Los Angeles rebuild lags after wildfires, speed outpaces safety concerns
Fewer than a dozen Los Angeles County homes had been rebuilt by January, even after a firestorm that killed 31 people and destroyed about 13,000 residential properties.

A year after the Palisades and Eaton fires tore through Los Angeles, fewer than a dozen homes had been rebuilt in the county, a stark measure of how recovery has lagged even as officials pushed to move faster. The January 7, 2025 firestorm burned more than 47,900 acres statewide, destroyed or damaged more than 16,250 structures, and killed 31 people, leaving neighborhoods in Pacific Palisades, Altadena and Malibu facing the same question: rebuild quickly, or rebuild differently.
The Palisades Fire alone burned 23,448 acres, destroyed 6,837 structures, damaged 973 more and killed 12 people, according to Los Angeles County.
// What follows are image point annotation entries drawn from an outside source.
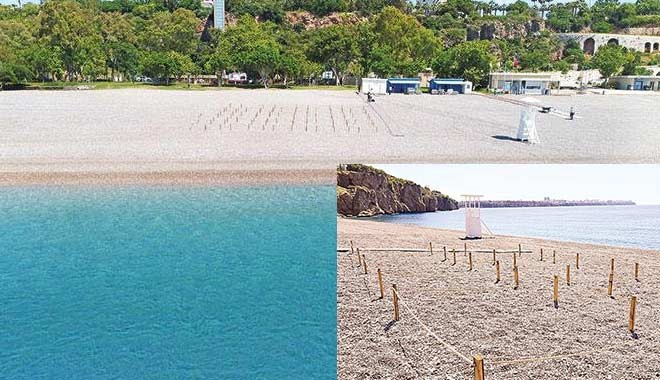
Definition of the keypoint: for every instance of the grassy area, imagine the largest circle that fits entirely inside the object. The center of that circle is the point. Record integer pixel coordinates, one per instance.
(172, 86)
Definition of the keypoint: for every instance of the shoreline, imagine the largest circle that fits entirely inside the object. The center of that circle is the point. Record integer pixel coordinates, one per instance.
(501, 236)
(226, 177)
(464, 305)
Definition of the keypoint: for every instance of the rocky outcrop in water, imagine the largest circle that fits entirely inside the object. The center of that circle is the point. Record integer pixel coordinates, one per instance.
(366, 191)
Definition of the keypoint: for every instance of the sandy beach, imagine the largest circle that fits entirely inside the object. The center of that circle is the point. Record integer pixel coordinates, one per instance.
(135, 130)
(448, 314)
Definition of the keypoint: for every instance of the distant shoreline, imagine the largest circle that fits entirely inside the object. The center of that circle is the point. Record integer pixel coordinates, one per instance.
(551, 203)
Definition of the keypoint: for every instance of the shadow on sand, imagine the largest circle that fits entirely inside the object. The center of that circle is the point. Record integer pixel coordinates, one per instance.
(505, 138)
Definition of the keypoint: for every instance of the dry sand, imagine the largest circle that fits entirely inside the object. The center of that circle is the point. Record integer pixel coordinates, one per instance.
(138, 130)
(476, 316)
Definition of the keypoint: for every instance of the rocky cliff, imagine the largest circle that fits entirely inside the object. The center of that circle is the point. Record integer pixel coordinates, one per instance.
(366, 191)
(309, 21)
(504, 30)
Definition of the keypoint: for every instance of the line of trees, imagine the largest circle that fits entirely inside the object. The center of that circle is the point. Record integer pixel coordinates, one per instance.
(87, 40)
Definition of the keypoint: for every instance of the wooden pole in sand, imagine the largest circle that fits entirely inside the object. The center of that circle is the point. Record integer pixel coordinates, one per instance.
(556, 292)
(380, 284)
(478, 367)
(395, 299)
(631, 318)
(515, 261)
(515, 278)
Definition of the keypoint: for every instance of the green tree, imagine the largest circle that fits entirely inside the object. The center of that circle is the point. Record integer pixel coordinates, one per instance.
(334, 47)
(11, 73)
(254, 47)
(67, 28)
(401, 39)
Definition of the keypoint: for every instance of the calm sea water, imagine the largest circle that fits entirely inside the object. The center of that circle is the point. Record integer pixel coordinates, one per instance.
(162, 283)
(624, 226)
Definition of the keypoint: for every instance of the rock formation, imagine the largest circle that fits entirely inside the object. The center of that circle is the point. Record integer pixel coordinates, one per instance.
(366, 191)
(501, 30)
(310, 21)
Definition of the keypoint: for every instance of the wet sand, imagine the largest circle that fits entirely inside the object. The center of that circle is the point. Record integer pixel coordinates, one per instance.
(468, 311)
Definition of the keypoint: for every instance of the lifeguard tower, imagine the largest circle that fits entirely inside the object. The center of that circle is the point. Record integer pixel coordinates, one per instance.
(527, 126)
(472, 216)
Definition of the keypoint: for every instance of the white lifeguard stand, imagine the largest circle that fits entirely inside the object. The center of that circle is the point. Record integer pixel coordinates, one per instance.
(527, 126)
(472, 216)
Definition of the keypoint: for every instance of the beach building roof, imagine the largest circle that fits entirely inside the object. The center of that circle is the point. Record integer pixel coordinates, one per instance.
(404, 80)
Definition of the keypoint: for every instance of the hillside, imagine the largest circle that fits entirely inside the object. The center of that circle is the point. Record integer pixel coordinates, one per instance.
(366, 191)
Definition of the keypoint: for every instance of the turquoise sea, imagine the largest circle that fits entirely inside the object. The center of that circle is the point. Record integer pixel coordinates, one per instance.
(168, 283)
(621, 226)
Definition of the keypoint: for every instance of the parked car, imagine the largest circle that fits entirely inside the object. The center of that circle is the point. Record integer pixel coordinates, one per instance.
(143, 79)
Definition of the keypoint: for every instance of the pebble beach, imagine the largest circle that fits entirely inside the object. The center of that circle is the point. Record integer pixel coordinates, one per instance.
(449, 314)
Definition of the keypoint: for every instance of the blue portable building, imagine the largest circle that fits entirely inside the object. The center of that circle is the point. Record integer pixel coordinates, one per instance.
(403, 85)
(458, 85)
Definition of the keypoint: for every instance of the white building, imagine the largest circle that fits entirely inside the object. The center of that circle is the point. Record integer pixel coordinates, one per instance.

Cleanup took about seven months, but by January 2026 the broader rebuild had barely started, despite the fires destroying about 13,000 homes and other residential properties. For many survivors, the biggest obstacle was not only debris removal or permit paperwork but money. Insurance payouts often fell short of construction costs, while delayed claims, labor shortages and rising prices slowed work further.

State and city leaders responded with emergency measures designed to clear the path. Gov. Gavin Newsom issued executive orders on January 12, 2025, and later expanded them to suspend some CEQA and Coastal Act permitting requirements for eligible rebuild projects. His office also directed agencies to identify additional permitting requirements, including provisions of the Building Code, that could safely be suspended or streamlined to make rebuilding faster and more affordable. The orders extended price-gouging protections on building materials and related services through January 7, 2026 in Los Angeles County.
Mayor Karen Bass took a similar approach in the city. In April 2025, she issued Emergency Executive Order No. 7 to suspend collection of plan check and permit fees while the City Council considered a formal ordinance. The council later moved to waive permit-related fees for properties damaged or destroyed by the January 2025 wildfires. City officials kept permits moving while pausing some costs, a sign that speed had become the organizing principle of the response.
That speed, however, has fueled a deeper debate about whether Los Angeles is rebuilding resilience or recreating the conditions that made the fires so destructive. Experts and advocates have warned that replacing what burned, without stronger standards, could leave the next generation of homes exposed to the same wildfire risk. Resilience-focused groups, including the U.S. Green Building Council California and others working with guidance such as the California Wildfire Rebuilding Guide, have pushed for safer rebuilding choices on materials, design and site planning. The city and county now face a basic test: whether recovery restores housing fast enough to bring people home without locking in yesterday’s vulnerabilities.